New research by Exasol has found that more than half of data-driven initiatives are failing in enterprise organisations, rising to more than 60% in the public sector, financial services and energy and utilities companies.
One of the most common reasons for data-driven initiatives failing was lack of employee skills, with a marked difference from sector to sector. 40% of retail and financial services stated the skills shortage was to blame for failure.
The most common data-driven initiatives to fail are data consolidation (29%), data migration (28%) and GDPR (20%).
Financial services and IT, telecoms organisations were the worst for GDPR failure at 31% and 30% respectively.

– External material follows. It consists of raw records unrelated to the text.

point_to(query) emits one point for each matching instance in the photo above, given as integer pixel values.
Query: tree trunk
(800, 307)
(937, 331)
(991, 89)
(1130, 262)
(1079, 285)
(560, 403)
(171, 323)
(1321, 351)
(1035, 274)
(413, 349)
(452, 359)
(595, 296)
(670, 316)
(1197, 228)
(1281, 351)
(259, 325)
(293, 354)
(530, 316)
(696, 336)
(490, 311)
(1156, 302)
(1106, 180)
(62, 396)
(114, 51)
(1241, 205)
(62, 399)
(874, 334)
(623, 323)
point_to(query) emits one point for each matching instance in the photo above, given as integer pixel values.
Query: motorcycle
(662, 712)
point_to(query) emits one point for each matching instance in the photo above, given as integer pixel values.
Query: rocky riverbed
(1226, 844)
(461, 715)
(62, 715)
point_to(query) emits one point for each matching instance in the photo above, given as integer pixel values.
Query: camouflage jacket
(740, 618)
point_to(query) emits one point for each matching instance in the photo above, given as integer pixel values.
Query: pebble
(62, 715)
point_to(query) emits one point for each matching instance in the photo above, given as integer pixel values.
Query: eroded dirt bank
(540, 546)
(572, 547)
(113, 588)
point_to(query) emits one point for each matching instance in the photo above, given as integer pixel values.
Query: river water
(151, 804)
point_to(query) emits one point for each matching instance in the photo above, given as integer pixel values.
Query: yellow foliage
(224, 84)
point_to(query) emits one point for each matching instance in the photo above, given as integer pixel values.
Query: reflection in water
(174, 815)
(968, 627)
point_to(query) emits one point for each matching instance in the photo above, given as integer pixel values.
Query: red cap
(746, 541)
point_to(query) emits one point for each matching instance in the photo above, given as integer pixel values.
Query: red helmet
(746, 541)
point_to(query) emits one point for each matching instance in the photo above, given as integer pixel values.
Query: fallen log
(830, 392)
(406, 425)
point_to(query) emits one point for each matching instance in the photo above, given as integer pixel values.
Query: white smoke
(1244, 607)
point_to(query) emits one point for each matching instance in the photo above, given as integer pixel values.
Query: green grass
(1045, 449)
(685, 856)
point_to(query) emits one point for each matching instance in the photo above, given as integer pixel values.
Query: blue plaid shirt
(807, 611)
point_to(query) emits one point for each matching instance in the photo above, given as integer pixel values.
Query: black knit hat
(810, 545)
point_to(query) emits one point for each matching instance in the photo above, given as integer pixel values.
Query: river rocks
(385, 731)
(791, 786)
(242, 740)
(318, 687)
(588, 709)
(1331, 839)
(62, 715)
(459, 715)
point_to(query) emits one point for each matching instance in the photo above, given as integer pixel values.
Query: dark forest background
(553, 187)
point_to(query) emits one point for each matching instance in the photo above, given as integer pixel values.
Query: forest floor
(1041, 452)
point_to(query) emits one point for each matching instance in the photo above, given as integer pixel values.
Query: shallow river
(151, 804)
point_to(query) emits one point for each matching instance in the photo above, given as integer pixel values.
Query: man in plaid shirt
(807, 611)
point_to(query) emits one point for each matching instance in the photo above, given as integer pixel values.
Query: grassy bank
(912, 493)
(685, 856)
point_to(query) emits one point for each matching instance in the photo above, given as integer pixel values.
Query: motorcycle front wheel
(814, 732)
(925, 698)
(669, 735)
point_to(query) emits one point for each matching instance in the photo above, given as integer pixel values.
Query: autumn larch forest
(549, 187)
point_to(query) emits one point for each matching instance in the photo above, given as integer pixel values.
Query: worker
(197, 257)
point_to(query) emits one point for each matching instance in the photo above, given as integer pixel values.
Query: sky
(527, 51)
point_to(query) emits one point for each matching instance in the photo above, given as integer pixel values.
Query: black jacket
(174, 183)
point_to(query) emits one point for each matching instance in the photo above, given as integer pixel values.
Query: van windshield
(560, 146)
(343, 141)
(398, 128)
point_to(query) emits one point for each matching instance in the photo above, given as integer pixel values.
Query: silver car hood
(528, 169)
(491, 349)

Other data-driven projects cited as having failed in enterprise organisations were machine learning and IoT projects.
The reasons cited for the failure of data initiatives included:
- Data security issues (29%)
- Poor data quality (28%)
- Lack of employee skills (27%)
- Lack of employee buy-in (25%)
- Siloed data (25%)
- Not delivering the time and cost savings expected (24%)
- Cannot collect data in real time (22%)
Sam Sibley, strategic partners and alliances manager at Exasol commented, "Businesses want data to work for them, and this is very much behind the rise of data-driven initiatives such as machine learning, where the algorithm takes control.
“Investment in this area is rising fast, a recent Deloitte survey highlights that 57% of businesses are increasing spending in the technology.
“In general, this technology is no longer seen as a cost, but an opportunity and a revenue driver.
“However, there is still work to be done to ensure data-driven initiatives succeed and are understood at all levels of the business.”
"The most successful businesses will be those that invest in their technology and hire the skills to make those investments work", added Sibley.
Exasol’s research was conducted by survey house Vanson Bourne on 500 IT and business decision makers, from enterprises in Germany and the UK.